A continuación, claro, el paseo en góndola. No me pregunten nada sobre las vistas del Gran Canal, los puentes, ni los infinitos y laberínticos senderos acuáticos por los que nos perdimos. Mis sentidos estaban embotados y pendientes sólo de sus gestos y sus palabras. El gondolero amagó con una canción que, según él, me haría evocar mi patria, pero yo pedí que interpretara algo en su lengua. Ambos entonaron entonces una melodía suave, de la que no entendí una sola palabra, pero imaginé que hablaba de un amor intenso, de una pasión inagotable que duraba hasta el fin de los tiempos.

¿Cómo terminé en una habitación remota, sobre una cama inmunda, refugio sin duda de incontables encuentros amorosos, intensos, breves y clandestinos? Esta es la parte que deseo borrar de mi memoria, destruir hasta la imagen más insignificante y todo vestigio de la vergüenza y el remordimiento que me acosó por tantos años. Pero mi cuerpo se niega a olvidar.

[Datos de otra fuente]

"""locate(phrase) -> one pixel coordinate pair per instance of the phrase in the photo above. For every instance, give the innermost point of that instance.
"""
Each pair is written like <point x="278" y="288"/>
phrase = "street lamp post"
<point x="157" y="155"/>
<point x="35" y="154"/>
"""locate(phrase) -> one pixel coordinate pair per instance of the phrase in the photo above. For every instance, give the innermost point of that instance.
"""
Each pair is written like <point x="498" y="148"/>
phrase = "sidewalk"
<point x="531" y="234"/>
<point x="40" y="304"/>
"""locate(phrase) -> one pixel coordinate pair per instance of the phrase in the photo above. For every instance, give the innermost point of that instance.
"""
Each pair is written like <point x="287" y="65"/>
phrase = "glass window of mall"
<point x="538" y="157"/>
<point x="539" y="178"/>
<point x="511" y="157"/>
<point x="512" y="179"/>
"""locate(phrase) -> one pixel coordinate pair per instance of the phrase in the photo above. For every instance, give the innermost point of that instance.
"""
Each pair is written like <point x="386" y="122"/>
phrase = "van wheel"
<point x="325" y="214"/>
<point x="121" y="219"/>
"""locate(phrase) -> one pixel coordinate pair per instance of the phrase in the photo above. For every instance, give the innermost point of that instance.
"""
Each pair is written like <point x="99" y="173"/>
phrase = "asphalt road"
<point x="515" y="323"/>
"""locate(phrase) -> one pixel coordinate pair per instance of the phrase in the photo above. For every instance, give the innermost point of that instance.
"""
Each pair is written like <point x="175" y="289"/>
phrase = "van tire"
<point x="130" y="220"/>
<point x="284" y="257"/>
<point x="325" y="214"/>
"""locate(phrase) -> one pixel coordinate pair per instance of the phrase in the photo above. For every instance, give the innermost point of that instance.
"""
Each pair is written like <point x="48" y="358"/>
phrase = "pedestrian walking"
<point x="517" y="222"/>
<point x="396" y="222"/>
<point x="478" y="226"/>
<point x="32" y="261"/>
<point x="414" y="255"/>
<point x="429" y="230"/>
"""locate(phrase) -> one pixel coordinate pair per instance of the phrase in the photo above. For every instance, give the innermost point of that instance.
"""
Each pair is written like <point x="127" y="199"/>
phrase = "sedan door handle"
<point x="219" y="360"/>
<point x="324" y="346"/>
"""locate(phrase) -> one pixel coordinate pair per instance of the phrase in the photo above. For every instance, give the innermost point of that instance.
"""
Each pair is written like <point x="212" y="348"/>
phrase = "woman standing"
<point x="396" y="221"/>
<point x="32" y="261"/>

Él percibió todas las emociones contradictorias que enturbiaban mi piel y mi mente, y con el mayor tacto me ayudó a minimizar la convicción de pecado (junto con el ardor que aún trastornaba mis sentidos) e incluso obtuvo de mí la promesa de vernos por la tarde, asegurándome que conocería aquello que muy pocos extranjeros tenían la oportunidad de vivir en las entrañas de Venecia.

*

Todo se ha perdido, piensas con amargura. El mundo a tu alrededor sigue su curso. El malecón, el pueblo, sus habitantes existen como antaño (aunque transformados), y ahí seguirán mañana. Esta certeza ahonda más la sensación de lejanía, de hallarte en un lugar al que ya no perteneces. Y ese pasado que asoma a tu mente, fragmentado, alterado, nebuloso, va perdiendo también su valor. ¿Cuál será el desenlace de esta vida gris, anónima, que se desvanece entre otras miles de existencias vacías?

*

En mi habitación de hotel, el caos de mis pensamientos me impedía tomar una decisión. Al acercarse la hora del encuentro, aún me apabullaban los remordimientos. Finalmente, la impulsividad que me ayudó a doblegar a mi padre y que había sido mi motor hasta ahora, me obligó a levantarte para lanzarme de nuevo a sus brazos. Llegué a la hora acordada y la espera comenzó. Cuántas veces crucé el puente della Paglia… si no puedo recordar tantos detalles, mucho menos este dato tan irrelevante. El ir y venir de la gente, el caótico ajetreo a mi alrededor se amoldaba a la perfección con mi inquietud; cruzaba el puente y tomaba la decisión de no esperar más; lo volvía a cruzar y anhelaba ver de nuevo su figura. El sol se ocultó, avanzó la noche y él nunca llegó. Lo tomé como una señal y, sintiéndome más ligera en mi conciencia, regresé al hotel. Mi itinerario por otras ciudades italianas continuó. Desde luego que disfruté el viaje con intensidad de neófita, y procuré no pensar en ese día agridulce. Hasta que volví al punto de arranque. En el aeropuerto Marco Polo lo volví a encontrar. No a él, sino una foto suya en el periódico. Había sido asesinado. El mismo día que nos vimos. Todo ocurrió, según la información recabada por el reportero, poco después habernos separado. Estaba implicado en negocios ilícitos, uno de ellos, la trata de blancas. Por la descripción que se hacía de su modo de proceder, yo debía ser su siguiente víctima.

Venecia

*

Nunca te casaste. Volviste de Italia transformada. En cuanto pudiste, huiste del pueblo. No te interesaba cumplir el destino de tu familia. Allá ellos y sus mezquinos planes de riquezas. Pero por más que la memoria se esfuerza por borrar todo vestigio de un pasado ominoso, siempre quedan rescoldos para avivar recuerdos que nunca mueren del todo. Das la espalda a esta noche que avanza, a la laguna, al malecón, a un pasado que ya no te pertenece. De todos esos momentos, ¿cuáles viviste realmente, cuáles inventaste y aderezaste con el dulce sabor del placer consumado? No lo sabes. La memoria es traicionera, construye tu vida a su capricho, y tú no puedes sino seguir esa senda inevitable.